Louis de Beaufront, a professor of languages at Louviers, France, had just published in 1888 an original universal language which he had named Adjuvanto when he heard of Esperanto. He took up the brochure, which Dr. Zamenhof had managed to get printed after much trouble, with some natural hostility, and read it through. To his dismay Esperanto seemed to him as far superior to Adjuvanto as the latter was, in the opinion of its inventor, to Volapük.
He could not disguise the fiat, look at is as he would. For some days he compared the two systems. Then his mind was made up. He deposited his own book in the wastebasket, took up Esperanto with enthusiasm, and gave a display of self-denial by laboring thenceforward in its behalf.
At the time Volapük had given up the ghost and the world was directing a frigid shoulder to the idea of universal language. For then long years he battled unceasingly, and with apparently no results except a ridicule which was as exasperating as it was polite.

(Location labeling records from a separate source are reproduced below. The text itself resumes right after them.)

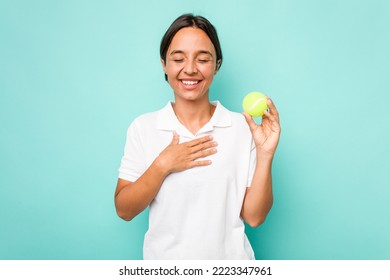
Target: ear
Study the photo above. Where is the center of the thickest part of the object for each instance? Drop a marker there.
(163, 65)
(217, 66)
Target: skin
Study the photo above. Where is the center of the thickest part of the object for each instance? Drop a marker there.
(191, 66)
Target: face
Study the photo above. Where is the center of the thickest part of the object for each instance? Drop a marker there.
(190, 64)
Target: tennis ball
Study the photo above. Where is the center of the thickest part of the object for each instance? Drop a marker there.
(255, 103)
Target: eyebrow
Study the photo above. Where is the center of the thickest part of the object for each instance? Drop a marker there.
(198, 53)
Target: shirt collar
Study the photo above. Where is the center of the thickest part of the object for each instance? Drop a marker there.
(167, 119)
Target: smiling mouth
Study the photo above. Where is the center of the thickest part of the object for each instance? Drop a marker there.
(190, 83)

Occasionally he was helped by friends, among them René Lemaire, who is said to have practically sacrificed his health to the cause, but it was a barren decade. Finally in 1898, De Beaufront founded the monthly gazette, L’Espérantiste, and the French Society for the Propagation of Esperanto, he also published pamphlets and textbooks, and then began to perceive some sprouts shooting.

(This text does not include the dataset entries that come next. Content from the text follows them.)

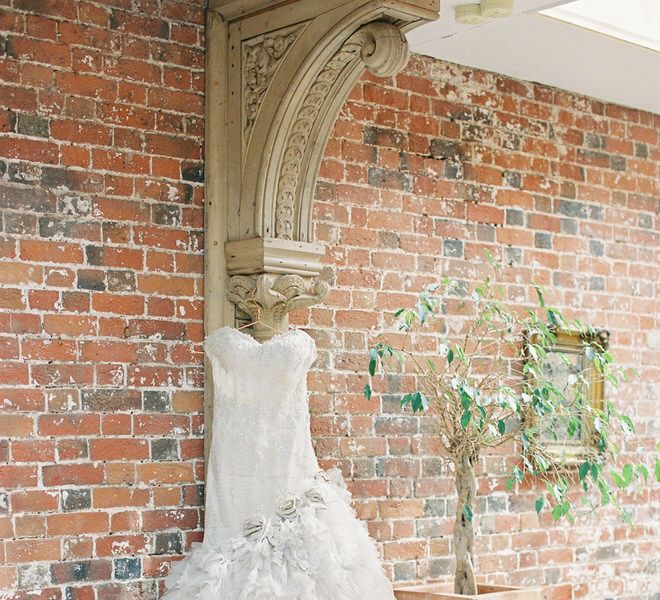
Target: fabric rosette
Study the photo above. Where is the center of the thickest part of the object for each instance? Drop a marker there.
(314, 497)
(256, 528)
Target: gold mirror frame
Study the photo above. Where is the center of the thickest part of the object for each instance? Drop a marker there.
(572, 451)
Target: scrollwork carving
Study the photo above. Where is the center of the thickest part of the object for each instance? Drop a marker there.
(261, 58)
(384, 51)
(268, 298)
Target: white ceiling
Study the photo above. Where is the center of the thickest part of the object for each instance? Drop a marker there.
(539, 48)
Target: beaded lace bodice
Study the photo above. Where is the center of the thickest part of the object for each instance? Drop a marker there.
(261, 446)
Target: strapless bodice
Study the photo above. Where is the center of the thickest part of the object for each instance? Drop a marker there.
(261, 444)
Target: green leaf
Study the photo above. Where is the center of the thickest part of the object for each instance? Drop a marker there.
(643, 472)
(372, 367)
(584, 469)
(539, 504)
(467, 512)
(419, 402)
(518, 474)
(627, 473)
(539, 293)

The French people took up Esperanto, one by one, and they are now the most enthusiastic adherents of it. Paris is commercially the headquarters of the language and in that city are published far and away the best of the magazines devoted to it. So deeply is it entrenched there that it seems unlikely that it can ever die out. A boy of 13 has made a public speech in Esperanto. And Esperanto is not easy for Frenchmen to pronounce either.

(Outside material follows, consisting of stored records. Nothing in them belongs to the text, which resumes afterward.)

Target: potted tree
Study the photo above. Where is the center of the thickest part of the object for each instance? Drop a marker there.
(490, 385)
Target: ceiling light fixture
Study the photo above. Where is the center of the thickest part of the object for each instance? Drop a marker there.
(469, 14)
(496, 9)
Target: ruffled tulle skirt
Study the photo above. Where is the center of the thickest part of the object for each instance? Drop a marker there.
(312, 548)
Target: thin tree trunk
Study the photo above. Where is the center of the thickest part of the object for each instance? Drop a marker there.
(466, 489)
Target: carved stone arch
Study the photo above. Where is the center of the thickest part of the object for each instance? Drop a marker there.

The writer of the Sun is a bit unclear on the history of Adjuvanto, claiming that it was published in 1888 and then subsequently discarded. de Beaufront’s claim (for what it’s worth) was that he had left the manuscript with a notary, but it was subsequently lost. Once again, this story has been viewed with suspicion for years.
In January 1909, Arthur Baker wrote in the Amerika Esperantisto that de Beaufront
permitted it to become known that he had prepared manuscripts of a language of his own, called Adjuvanto, and was about to publish it when he learned of Esperanto. Then, deciding it was superior to his own, he put away his ambitions and unselfishly fell to work for Esperanto. One story used to say he burned his manuscripts. Another, that he had deposited them with a notary, to be opened only after his death. It was a nice little story, and made us love the Marquis and harmed nobody—except those who believed it.He did publish pamphlets and textbooks, and I’ve looked at some of these (though it’s always strange, knowing what was to come). Baker also notes that, ironically, de Beaufront was an opponent of any changes to Esperanto, or at least changes not proposed by him. According to Baker, in 1894 de Beaufront said:
"I call the question of changes ‘accursed’ because, first, it has stopped our process for more than a year; second, it places in mortal danger the existence itself of the language. It stopped the progress, because nobody wanted to publish a new work in the language for fear of the new dialect; one hesitated to push the subscription list of our gazette, not wishing to show the new adepts the present dispute; they have not even tried to make new Esperantists.The translation is Baker’s.
As the Sun was lionizing de Beaufront as the Great Hope of Esperanto, de Beaufront is counting the days until Ido is anonymously released to the committee which had been convened to propose a single international language, and leaders of which had been its creators.
So much for that “display of self-denial.”